Problem Description
Given an array of positive integers and a sequence of removal queries, each query removes an element from the array. The removal can split the array into several contiguous segments of remaining positive integers. After each removal query, the task is to determine the maximum segment sum (i.e., the sum of a contiguous block) among all segments. The twist is that the queries are applied one-by-one, and we need to output the maximum segment sum after each removal.
Key Insights
- Instead of processing removals in the given order, we can reverse the process by instead "adding" elements back.
- In the reverse process, initially treat the array as completely removed (all zeros) and add back elements in the reverse order of removal.

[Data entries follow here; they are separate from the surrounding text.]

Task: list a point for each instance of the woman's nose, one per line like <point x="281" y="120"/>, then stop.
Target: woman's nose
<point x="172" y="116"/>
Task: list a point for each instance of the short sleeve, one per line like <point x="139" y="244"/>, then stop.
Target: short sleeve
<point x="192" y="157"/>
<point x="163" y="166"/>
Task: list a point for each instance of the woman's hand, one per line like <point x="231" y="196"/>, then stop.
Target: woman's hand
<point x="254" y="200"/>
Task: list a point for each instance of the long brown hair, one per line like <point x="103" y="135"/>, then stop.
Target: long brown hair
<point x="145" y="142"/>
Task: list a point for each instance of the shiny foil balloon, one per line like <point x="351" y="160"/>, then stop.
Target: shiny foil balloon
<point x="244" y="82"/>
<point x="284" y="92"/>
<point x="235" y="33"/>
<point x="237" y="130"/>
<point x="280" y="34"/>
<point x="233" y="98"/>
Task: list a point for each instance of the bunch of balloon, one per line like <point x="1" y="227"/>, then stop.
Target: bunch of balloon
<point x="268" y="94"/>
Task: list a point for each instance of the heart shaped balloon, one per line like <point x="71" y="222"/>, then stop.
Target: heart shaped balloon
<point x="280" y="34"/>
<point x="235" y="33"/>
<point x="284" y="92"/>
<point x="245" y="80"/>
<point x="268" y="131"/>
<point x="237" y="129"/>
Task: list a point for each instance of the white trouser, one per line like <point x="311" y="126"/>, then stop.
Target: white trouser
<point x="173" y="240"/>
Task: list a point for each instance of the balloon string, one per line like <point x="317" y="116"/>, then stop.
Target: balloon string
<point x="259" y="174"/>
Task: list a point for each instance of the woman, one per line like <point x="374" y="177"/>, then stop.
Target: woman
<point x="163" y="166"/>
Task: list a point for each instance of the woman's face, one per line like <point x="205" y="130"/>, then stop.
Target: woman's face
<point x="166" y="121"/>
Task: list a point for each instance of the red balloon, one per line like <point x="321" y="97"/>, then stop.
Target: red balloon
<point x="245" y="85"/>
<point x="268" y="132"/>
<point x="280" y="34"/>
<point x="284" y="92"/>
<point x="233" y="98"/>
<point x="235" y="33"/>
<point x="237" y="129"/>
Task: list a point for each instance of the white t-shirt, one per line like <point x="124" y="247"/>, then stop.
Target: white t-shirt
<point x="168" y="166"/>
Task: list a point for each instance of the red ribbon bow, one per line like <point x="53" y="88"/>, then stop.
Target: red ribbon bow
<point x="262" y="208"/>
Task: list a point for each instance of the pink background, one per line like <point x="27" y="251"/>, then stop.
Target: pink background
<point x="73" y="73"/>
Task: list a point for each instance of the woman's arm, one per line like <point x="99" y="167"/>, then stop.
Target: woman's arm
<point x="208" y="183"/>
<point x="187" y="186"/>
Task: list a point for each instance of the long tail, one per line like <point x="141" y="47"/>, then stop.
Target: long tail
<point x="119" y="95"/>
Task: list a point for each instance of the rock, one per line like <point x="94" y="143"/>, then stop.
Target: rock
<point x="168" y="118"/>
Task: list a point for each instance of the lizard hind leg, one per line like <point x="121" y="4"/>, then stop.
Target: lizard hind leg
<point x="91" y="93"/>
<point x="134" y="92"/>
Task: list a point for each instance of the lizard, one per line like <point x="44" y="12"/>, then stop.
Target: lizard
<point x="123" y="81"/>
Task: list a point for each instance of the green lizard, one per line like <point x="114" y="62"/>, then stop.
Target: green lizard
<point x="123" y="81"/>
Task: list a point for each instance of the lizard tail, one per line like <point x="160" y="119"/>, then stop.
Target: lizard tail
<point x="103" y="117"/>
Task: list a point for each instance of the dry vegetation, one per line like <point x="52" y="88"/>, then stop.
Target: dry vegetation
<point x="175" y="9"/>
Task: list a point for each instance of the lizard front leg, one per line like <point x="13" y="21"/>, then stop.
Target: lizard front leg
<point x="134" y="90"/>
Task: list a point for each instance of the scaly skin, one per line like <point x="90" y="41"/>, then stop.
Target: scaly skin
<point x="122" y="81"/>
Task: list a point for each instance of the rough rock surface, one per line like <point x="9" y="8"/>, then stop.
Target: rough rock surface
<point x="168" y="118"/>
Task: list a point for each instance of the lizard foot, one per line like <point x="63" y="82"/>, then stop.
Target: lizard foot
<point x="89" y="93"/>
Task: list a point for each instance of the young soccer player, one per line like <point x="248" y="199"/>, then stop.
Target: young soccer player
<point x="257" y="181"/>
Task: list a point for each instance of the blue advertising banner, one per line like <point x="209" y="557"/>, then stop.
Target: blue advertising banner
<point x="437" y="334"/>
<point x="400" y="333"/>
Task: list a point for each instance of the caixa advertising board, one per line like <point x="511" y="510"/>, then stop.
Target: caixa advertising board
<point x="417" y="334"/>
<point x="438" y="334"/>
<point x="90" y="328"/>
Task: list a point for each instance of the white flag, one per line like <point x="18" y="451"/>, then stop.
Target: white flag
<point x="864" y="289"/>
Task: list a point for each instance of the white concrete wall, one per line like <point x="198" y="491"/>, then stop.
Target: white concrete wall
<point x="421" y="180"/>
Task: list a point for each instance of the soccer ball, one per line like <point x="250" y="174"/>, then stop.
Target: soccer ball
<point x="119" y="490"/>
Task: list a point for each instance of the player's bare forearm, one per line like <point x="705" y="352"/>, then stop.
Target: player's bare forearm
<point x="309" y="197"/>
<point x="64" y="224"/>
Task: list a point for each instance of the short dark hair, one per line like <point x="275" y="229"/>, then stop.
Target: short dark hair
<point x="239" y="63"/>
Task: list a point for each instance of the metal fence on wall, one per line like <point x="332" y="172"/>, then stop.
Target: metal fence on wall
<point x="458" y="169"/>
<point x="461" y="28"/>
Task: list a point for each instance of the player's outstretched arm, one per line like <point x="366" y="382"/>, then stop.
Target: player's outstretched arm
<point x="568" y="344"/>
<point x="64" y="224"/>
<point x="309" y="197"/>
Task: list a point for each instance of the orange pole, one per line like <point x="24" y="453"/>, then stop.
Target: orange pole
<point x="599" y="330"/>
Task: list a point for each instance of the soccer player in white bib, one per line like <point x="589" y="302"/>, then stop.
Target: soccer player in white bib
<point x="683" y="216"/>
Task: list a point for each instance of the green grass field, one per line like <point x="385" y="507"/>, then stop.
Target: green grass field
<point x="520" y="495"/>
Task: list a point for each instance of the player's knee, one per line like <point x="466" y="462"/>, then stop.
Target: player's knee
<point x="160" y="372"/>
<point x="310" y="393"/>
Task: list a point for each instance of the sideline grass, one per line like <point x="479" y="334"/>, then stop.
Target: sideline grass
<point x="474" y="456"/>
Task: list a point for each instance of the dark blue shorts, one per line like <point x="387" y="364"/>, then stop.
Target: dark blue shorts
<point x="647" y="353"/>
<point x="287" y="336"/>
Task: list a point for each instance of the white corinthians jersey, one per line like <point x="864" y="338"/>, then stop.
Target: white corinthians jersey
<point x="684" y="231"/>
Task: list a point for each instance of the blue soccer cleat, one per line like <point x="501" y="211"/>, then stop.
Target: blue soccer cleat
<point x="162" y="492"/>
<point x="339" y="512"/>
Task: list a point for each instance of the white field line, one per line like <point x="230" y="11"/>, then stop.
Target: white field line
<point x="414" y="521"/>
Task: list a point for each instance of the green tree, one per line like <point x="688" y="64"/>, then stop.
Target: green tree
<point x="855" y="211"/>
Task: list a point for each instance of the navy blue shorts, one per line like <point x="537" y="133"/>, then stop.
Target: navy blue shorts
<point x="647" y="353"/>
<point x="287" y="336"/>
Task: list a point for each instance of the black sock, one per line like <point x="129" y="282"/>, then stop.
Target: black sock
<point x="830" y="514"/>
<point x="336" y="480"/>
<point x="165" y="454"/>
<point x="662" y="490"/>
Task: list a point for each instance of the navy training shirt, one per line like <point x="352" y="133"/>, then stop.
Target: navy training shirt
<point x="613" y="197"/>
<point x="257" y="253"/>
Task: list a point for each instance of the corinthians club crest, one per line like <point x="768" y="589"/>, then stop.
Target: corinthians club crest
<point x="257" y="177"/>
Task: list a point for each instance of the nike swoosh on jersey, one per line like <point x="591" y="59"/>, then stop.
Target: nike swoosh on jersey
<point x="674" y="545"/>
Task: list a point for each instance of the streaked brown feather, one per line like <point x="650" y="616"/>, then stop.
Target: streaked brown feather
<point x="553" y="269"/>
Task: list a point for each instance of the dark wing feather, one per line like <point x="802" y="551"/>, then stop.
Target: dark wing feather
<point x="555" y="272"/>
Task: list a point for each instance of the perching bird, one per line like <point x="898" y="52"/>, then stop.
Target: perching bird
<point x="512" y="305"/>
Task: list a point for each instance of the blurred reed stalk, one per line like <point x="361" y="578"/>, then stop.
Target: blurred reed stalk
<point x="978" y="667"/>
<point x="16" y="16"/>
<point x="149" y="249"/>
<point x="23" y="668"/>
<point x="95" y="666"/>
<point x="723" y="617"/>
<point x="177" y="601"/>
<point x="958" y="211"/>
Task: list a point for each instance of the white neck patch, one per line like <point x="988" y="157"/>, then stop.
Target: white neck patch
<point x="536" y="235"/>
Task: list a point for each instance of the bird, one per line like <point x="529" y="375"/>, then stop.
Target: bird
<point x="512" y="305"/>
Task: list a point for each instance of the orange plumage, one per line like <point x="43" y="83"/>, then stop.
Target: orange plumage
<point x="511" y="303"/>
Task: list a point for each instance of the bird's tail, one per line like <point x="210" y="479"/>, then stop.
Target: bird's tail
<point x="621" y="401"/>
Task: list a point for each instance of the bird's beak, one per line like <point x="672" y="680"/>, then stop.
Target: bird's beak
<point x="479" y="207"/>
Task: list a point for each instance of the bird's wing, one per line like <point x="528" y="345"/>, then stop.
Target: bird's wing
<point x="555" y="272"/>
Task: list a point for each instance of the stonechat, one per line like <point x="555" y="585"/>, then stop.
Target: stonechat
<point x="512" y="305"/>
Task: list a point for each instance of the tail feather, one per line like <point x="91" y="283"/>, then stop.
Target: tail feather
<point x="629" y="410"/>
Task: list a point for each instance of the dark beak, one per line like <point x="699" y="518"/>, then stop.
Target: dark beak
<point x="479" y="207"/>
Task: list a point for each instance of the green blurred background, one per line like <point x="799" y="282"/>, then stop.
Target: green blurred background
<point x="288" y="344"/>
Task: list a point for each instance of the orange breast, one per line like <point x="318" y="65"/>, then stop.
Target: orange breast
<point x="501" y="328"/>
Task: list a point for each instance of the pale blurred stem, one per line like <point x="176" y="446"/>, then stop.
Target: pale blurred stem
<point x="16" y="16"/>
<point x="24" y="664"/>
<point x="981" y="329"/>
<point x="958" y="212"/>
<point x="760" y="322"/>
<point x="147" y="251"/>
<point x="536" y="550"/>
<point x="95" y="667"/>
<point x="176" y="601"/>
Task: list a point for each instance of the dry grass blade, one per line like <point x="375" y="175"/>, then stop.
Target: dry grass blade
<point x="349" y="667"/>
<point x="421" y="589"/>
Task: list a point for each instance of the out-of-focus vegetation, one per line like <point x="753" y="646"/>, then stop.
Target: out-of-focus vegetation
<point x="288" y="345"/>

- When adding an element, check its immediate neighbors. If any neighbor has already been added (i.e. belongs to a segment), merge these segments.
- Use a Union Find (Disjoint Set Union) data structure to efficiently merge segments and maintain the total sum for each segment.
- Keep a global variable to track the maximum segment sum seen so far.
- Finally, the results obtained during the reverse simulation should be reversed to match the original order of removals.
Space and Time Complexity
Time Complexity: O(n · α(n)) ≈ O(n) per query, where n is the length of the array and α(n) is the inverse Ackermann function (almost constant). Space Complexity: O(n) for the Union Find data structure and auxiliary arrays.
Solution
We use a reverse process: start from an empty array and add elements in reverse order of removals. When an element is added, it starts as its own segment. Then check and merge with left and right neighbors (if they are already added) using the Union Find structure. The DSU keeps track of the parent, the size of the segment, and importantly the segment sum. After each addition, update the maximum sum. Finally, reverse the series of maximum sums we collected during the reverse simulation to return the answer in the order of removals.